Yine asıl konumuza dönelim: Zaten Cambridge etrafı ve yöresi engebesiz, düz toprak ve arazilerle çevrili. Belki İngiltere’nin tarıma en elverişli bölgesi. İklim yumuşak. Yağışlı ve genellikle hava bulutlu.

     Kaldığım köy çevresinde -her yerde olduğu gibi- çiftlikler var. Büyük arazileri bünyelerinde barındırıyor. Bizdeki gibi herkesin küçük küçük toprakları yok. Olanların çok geniş alanları kaplayan çiftlikleri var. Bizde herkesin toprağı var fakat herkese yetmiyor. Burada bazılarının toprağı var fakat her birine yetiyor.

     Söz buraya gelmişken bir hatıram canlandı gözümde. Yıllar sonra köyüme ziyarette bulunmuş ve köy okulunda beraber okuduğum bir arkadaşımla karşılaşmış ve onun şu tesbîtine kulak misafiri olmuştum:

     “Muhsinciğim demişti, şayet gurbet olmasaydı da hepimiz bu bir avuç toprakla başbaşa kalsaydık, ne yapardık? Her halde birbirimizi yer, kavga dövüş içinde kalırdık. İstanbul’a göç bizleri kurtardı, rahat nefes almamızı sağladı.”

     Böylece çiftlikler modern bir şekilde hizmet verirken, halk şehirlerde yoğunlaşmış; köylerdeki evler bile şehir yaşayışını aksettiren birer villâ hâlini almış. Nitekim şehirde çalışanların çoğu, yakın köylerde villâ tipi, konforlu evlerde kalıyor. Bölgeyi bir ağ gibi ören çift yollu asfalt, bakımlı yollardan kısa zamanda evinden işine; işinden evine erişmek imkânına sahipler. Zaten Avrupa’daki zenginler; şehir merkezi yerine, civar köy veya yerleşim birimlerindeki büyük, geniş ve bahçeli evlerde yaşamayı tercih ediyorlar.

     Hemen herkesin arabası var. Hattâ bir evde bir kaç araba olabiliyor. Otomobiller hep yeni. Eskisini hiç görmedim. Çünkü belli bir yıllıktan sonra kullanımına izin verilmiyor. Ehliyet sınavını da kolay kolay kazandırmıyorlar. 45 dakikalık şehir trafiğinde yapılan bir imtihandan sonra, iyice bildiğine emin olmadan asla vermiyorlar.

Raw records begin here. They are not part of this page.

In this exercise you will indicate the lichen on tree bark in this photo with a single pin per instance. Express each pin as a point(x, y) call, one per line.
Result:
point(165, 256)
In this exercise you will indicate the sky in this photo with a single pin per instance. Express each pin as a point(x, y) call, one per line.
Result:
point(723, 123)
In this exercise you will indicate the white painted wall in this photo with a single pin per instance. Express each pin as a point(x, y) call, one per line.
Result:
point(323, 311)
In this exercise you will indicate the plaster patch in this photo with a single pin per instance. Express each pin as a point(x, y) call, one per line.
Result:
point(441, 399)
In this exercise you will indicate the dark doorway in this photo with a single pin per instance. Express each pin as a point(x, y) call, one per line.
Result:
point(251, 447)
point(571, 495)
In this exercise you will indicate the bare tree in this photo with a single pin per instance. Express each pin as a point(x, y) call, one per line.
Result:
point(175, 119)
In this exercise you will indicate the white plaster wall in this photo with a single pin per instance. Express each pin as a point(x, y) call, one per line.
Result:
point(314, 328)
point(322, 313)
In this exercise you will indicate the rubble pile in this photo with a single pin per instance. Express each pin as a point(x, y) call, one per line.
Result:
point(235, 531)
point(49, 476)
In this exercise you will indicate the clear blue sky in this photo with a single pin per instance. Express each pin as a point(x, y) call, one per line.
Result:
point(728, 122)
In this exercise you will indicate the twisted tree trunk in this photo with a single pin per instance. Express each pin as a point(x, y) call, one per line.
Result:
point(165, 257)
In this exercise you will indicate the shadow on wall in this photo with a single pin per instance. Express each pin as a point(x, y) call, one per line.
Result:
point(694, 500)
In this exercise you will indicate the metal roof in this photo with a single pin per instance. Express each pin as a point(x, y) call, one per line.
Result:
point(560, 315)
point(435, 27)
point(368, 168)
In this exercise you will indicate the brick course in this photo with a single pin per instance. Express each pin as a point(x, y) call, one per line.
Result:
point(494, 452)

Yollarda ise her çeşit trafik işaret ve lâmbaları en küçük detaylarına kadar düşünülmüş yapılmış ve yerlerine konmuş.

     İşte kaldığım köy ve çevresindekiler böyle köyler. Eğer bunlara köy demek uygunsa. Velhasıl bana Nasrettin Hocamızın mevsimlerin adı geçince her birine dudak büküşünü hatırlattı. Hani bahar söz konusu olunca “Bahara bir şey dedik mi?” diye baharın güzelliğini nazara vermesi var ya. Aynen onun gibi burada, kendisine bir şey demek caiz olmayan, kendisinde kusur bulunmayan baharın bitmeyen, sönmeyen varlığı söz konusu.

     Kısaca,

     Güneşe hasret,

     Yeşil cennet.

     İşte kısaca size,

     Ulaşmadan denize,

     İçeride kalan çevresiyle Cambridge;

     Evleri yüksek değil hiç.

     Güneş fazla yüz göstermiyor lâkin;

     İnsanlar yine de koşuyor akın akın, 

     “Bulutların arasındayım bakın bakın!”

     Diyen güneşe yine de coşkuyla,

     Altın oklar saçan güneşin aşkıyla,

     Dolu dizgin parklara seriliyorlar açılıp saçılıp.

     Bir an güneşle istiyorlar başbaşa kalıp,

     Güneşin ziyasını mümkün mertebe alıp,

     Güneşin görünmeyen yüzünün hayâline dalıp,

     O kadarcık da olsa yine yüzleri gülüyor.

     Yanaklarından sevinç huzmeleri dökülüyor.